Fan’s China trip ended with Wang Dagui. When she brought the doll with her to Beijing International Airport and said goodbye to Tiao, she abruptly grimaced and burst into tears
. When she finished checking her bags, confirmed her ticket, and was about to go through customs, she suddenly turned, waved at Tiao, and called out to her, “Older sister, I always miss you.”
Tiao would probably remain the person she’d miss most in the world.
Tears welled up in Tiao’s eyes and her feelings were as tangled as a bunch of twine. Looking at Fan, who was disappearing from her view, she suddenly felt she had abandoned her. Fan had come home especially to tell her this long-past incident, to denounce her, with a victim’s deep compulsions. She had abandoned her sister on that long-ago Sunday, when they stood behind Quan and she pulled Fan’s hand, providing this American citizen in her red wool coat a chilling excuse to torment her anytime she wanted.
5
From then on, it seemed to Tiao that every time Fan came home, her purpose was to make her family suffer—and she had made many trips back since then. The international company she was working for did business with China, and as a departmental manager, she had to travel every year—Beijing, Paris, Toronto, and Tokyo. She always set aside some time to visit her family on these business trips. Having accused Tiao of corruption, she could hardly ask her to drive the publishing house’s car to Beijing to collect her. Forced into a corner, she turned to Chen Zai for help. He had his own car and Fan was willing to ask him to pick her up in Beijing. A hundred times more calculating than Tiao, Fan was determined not to spend any money on car rental.

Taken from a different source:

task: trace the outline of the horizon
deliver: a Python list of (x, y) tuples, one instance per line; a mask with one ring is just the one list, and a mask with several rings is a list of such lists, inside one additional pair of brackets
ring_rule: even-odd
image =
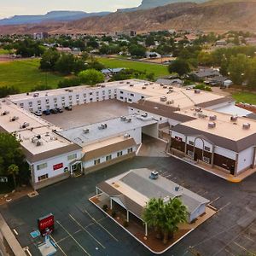
[[(76, 0), (75, 3), (67, 0), (55, 1), (45, 0), (44, 3), (35, 3), (32, 0), (0, 0), (4, 3), (4, 7), (0, 9), (0, 19), (11, 18), (15, 15), (44, 15), (51, 11), (84, 11), (87, 13), (95, 12), (114, 12), (118, 9), (138, 6), (142, 0), (98, 0), (96, 3), (88, 0)], [(65, 8), (63, 8), (65, 6)]]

Or maybe there were other reasons. In America, every time she talked to Tiao on the phone, she would call Chen Zai afterwards. Not that she was checking up on Tiao and Chen Zai or trying to find out how intimate they were. Nothing in particular, she just wanted to chat and hoped that, during her stay in China, she could spend a few hours with Chen Zai, on the drive from Beijing to Fuan, say.
Twice, Chen Zai drove to pick up Fan. On the highway, Fan even asked to try his car for a while. Here in China, she said, she hadn’t dared to drive. When she was in high school, she’d bicycled very well but was now even afraid to ride a bicycle. She just couldn’t get used to so many people anymore; it made her nervous. She drove beautifully, and her long, elegant hands, with their fingernails polished in glossy red, rested confidently on the wheel, looking very stylish. Constantly she’d bring her hand up to tuck back the hair that fell in front of her ears—she wore her hair long. Every move, and every gesture of hers, the rhythm of her speech, the control in her voice, and the expression on her face when she tilted her head to observe Chen Zai, all displayed the manner of a worldly American. She asked Chen Zai casually, “What do you think of me?”